Any user registered at Researchers.One can create a community. First log in and click ‘Create a Community’ under the Communities tab in the page header. Choose a name, unique identifier or handle (like on Twitter), a set of keywords, write a description of what the community is about, and that’s it. Since recommendations of articles to highlight on the community page can come from other users, the community owner/creator might set the community as Moderated, so that he/she (or anyone he/she designates as a moderator) can decided whether a recommended article should be highlighted on the community page.
Any user registered at Researchers.One can recommend any article---not just articles they authored---to be highlighted on a Community page. To make a recommendation, log in and navigate to the relevant article page. On the top right, click the `Recommend’ button. A window will open where you can select any Communities you’d like to recommend the article to. If the Community is Not Moderated, then the article will automatically be highlighted on that community page; if the Community is Moderated, then the owner/moderator decides to accept the recommendation and highlight the article or not.
The best way to support Researchers.One is to publish your articles on the platform, foster community discussion and involvement, and engage other researchers through public review and curating content through our Communities and Journals features.

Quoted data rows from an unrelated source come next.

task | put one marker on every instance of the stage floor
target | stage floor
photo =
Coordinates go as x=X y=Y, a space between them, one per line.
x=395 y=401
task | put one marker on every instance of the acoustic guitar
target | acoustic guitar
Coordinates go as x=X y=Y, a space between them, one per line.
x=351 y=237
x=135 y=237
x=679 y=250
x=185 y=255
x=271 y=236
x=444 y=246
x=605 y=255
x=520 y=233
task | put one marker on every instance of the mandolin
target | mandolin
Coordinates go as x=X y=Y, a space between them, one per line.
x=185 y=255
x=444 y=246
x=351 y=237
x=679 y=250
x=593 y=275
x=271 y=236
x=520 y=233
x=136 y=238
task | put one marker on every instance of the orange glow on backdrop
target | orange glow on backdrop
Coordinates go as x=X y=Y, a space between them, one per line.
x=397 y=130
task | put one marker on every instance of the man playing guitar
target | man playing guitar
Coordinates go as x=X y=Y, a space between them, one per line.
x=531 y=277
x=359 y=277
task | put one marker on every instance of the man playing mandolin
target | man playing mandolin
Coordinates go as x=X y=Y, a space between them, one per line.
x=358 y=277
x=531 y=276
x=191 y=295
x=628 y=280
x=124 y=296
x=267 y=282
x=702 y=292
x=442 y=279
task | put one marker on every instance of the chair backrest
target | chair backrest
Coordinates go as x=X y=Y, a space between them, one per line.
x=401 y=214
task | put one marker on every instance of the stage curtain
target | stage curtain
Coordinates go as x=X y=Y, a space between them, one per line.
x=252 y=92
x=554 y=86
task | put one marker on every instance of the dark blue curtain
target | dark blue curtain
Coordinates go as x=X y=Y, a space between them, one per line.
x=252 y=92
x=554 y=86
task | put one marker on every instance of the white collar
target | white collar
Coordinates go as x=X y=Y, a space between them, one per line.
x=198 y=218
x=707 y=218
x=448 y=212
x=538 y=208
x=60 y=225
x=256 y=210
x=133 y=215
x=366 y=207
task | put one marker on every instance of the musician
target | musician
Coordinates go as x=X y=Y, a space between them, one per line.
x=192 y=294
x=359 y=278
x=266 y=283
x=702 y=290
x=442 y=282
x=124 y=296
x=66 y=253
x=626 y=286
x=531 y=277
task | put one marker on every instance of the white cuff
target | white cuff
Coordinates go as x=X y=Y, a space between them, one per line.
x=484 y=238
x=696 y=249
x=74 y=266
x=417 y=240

For those wishing to provide financial support, Researchers.One is a registered charity with 501(c)(3) status under the US Tax Code. Donations to Researchers.One are tax deductible and go a long way toward advancing the mission of open science and scholarship. If you would like to contribute to this cause, visit the Support section of the site.
Our preferred mode of contact is via Twitter, @ResearchersOne. However, users are also welcome to contact us via email at contact@researchers.one. Users can also contact Harry and Ryan at their personal email accounts.
When publishing on Researchers.One, authors are encouraged, but not required, to use the provided LaTeX or Word templates for their submissions.